Roughly ninety seconds to the first concrete answer.

The time savings are real, but the bigger win is consistency. The playbook is the same on Monday at 14:00 as it is on Wednesday at 03:00 with a tired analyst on shift. The recommendation is auditable: it came from playbook.phishing-cred-harvest.v3, which is a file in the repo, last edited on a specific commit by a specific person. If a client asks why we suggested the steps we suggested, the answer fits in a screenshot.

What you give up

Honest list:

Open-ended reasoning. If an alert doesn’t match any pattern in the knowledge base, CARL has nothing useful to say. An LLM would attempt a synthesis. Sometimes that synthesis would be useful, sometimes wrong. CARL just stays quiet.
Input flexibility. The PowerShell analyzer can handle a malformed -encodedcommand string, but only because I wrote a parser for that specific case. Variations the parser doesn’t recognize fall through.
Maintenance overhead. When attack TTPs shift or new alert types appear, someone has to update the knowledge base. That’s manual work. With an LLM, the model “knows” about new techniques as soon as its training data reflects them. With a curated knowledge base, “knowing” requires a commit.

These are real costs. For a hobbyist tool, they’d be disqualifying. For a SOC running CMMC workloads where the cost of an unauditable AI recommendation is higher than the cost of a slower update cycle, the trade looks different. The maintenance burden is the price of the audit trail. The narrowness of what CARL responds to is the price of “everything it says is defensible.”

Three things the architecture taught me

1. The knowledge base is the product. The engine is plumbing. I spent a lot of early effort on the routing logic. Eventually I realized the routing was easy and the knowledge curation was hard. The interesting question isn’t “how do I match this query” — it’s “what should the answer say, and is that the answer that holds up under audit?” An LLM-first design hides this work inside model weights, where it can’t be reviewed. Pulling it out into structured files made the maintenance burden visible — but also made it tractable.

2. Determinism forces clarity about coverage. With a deterministic engine, you can answer the question “what alerts is this tool useless for?” by running the corpus through it and listing the misses. That list is the roadmap. With an LLM, the equivalent is a vibes-based read of what the model gets wrong, which is a much harder thing to act on. The first time I generated a coverage gap list, I felt the difference immediately — I had a finite, prioritizable backlog instead of an open-ended quality concern.

3. The constraint is the feature. “No external calls” started as a compliance hedge.
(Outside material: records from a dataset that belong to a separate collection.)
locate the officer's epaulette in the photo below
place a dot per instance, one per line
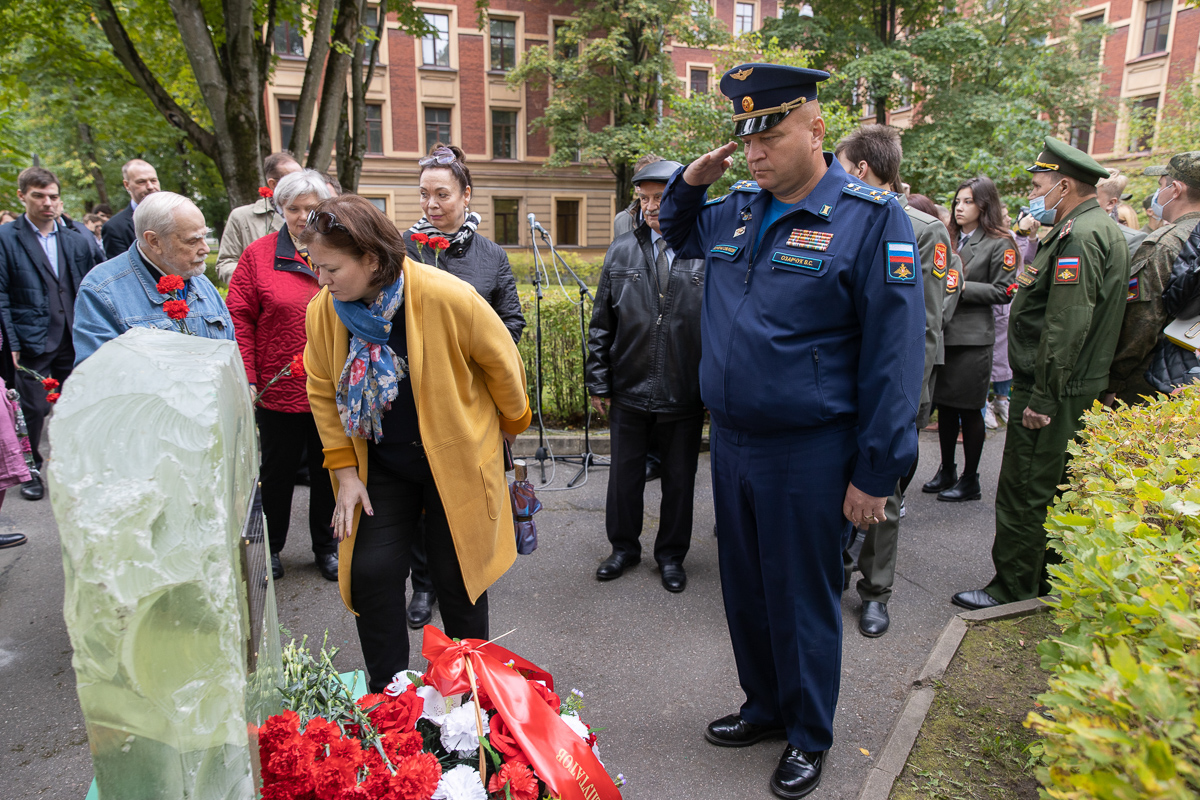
(868, 193)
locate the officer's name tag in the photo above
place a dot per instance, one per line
(795, 260)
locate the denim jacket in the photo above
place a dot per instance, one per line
(119, 294)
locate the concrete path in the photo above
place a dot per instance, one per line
(654, 667)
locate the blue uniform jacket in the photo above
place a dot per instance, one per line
(822, 326)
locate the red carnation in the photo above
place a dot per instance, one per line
(169, 283)
(418, 777)
(175, 308)
(521, 781)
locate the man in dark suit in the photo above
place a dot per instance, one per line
(141, 180)
(41, 266)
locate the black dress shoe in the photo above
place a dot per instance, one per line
(11, 540)
(946, 477)
(736, 732)
(975, 600)
(616, 565)
(33, 488)
(420, 608)
(798, 773)
(327, 563)
(874, 621)
(673, 577)
(966, 488)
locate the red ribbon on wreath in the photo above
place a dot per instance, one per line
(557, 753)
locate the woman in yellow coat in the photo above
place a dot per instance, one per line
(412, 379)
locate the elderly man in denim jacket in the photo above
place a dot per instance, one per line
(121, 293)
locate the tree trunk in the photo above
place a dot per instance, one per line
(334, 90)
(312, 72)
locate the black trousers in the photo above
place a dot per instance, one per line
(678, 443)
(57, 365)
(400, 487)
(285, 438)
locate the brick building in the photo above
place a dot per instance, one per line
(450, 86)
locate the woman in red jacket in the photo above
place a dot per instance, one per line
(269, 294)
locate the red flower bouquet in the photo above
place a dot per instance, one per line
(509, 739)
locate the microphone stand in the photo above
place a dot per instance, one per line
(586, 458)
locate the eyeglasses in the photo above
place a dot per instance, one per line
(441, 156)
(324, 222)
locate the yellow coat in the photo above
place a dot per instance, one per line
(468, 382)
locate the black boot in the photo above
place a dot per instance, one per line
(945, 479)
(966, 488)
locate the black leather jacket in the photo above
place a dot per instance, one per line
(643, 352)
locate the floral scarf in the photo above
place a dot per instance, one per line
(371, 378)
(465, 233)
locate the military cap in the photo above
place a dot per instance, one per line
(763, 94)
(1182, 167)
(1060, 157)
(659, 172)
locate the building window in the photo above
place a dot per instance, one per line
(1158, 23)
(504, 134)
(437, 126)
(504, 43)
(567, 222)
(743, 18)
(1144, 119)
(288, 40)
(436, 44)
(287, 121)
(508, 214)
(375, 130)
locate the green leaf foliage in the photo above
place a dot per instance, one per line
(1123, 708)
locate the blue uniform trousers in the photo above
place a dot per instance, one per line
(780, 537)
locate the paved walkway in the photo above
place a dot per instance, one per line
(654, 667)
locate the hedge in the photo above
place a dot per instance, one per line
(563, 397)
(1122, 716)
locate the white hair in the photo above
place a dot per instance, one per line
(157, 214)
(293, 185)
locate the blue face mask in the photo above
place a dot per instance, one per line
(1157, 208)
(1039, 211)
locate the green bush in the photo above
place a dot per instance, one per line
(563, 397)
(1123, 708)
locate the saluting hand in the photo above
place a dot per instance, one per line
(708, 168)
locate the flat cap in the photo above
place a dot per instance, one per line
(1060, 157)
(765, 94)
(659, 172)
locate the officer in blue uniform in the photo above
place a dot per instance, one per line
(813, 335)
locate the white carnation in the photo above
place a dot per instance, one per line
(460, 783)
(459, 731)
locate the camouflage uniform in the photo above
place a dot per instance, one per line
(1145, 317)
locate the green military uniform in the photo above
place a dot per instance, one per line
(1145, 317)
(877, 559)
(1062, 332)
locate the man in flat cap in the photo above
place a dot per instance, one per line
(1062, 334)
(814, 348)
(643, 372)
(1177, 204)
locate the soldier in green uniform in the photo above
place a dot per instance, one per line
(873, 155)
(1065, 324)
(1177, 203)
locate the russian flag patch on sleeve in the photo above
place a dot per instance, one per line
(901, 262)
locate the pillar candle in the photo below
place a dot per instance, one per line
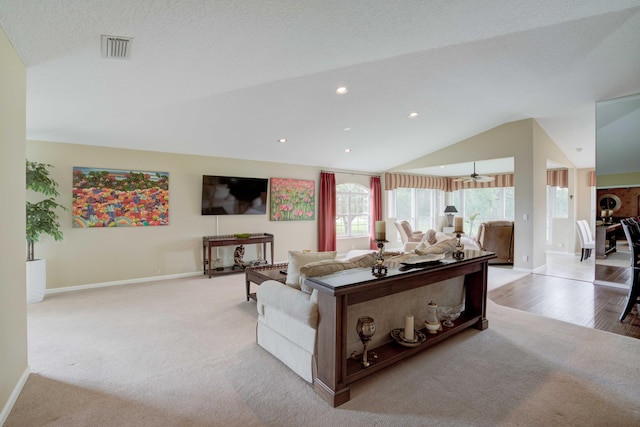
(381, 231)
(408, 328)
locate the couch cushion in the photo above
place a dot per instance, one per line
(443, 244)
(299, 259)
(322, 268)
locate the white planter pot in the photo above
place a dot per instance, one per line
(36, 280)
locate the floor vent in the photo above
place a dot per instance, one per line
(116, 47)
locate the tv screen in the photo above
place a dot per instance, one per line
(225, 195)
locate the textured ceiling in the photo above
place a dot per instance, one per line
(229, 78)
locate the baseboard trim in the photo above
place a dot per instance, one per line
(611, 284)
(120, 282)
(13, 397)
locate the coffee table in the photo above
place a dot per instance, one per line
(263, 273)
It turned out to be the thing that makes the tool deployable at all in tenants where any other architecture would have stalled in a security review. The constraint that looked most limiting up front ended up being the thing that opens the most doors.

I’d build it the same way again. If the prompt were ever “build something like this for a tenant where data egress isn’t a concern,” I’d still start with the deterministic engine and only reach for a model where it earned its place — which, in my experience, is a much smaller surface than the default discourse suggests.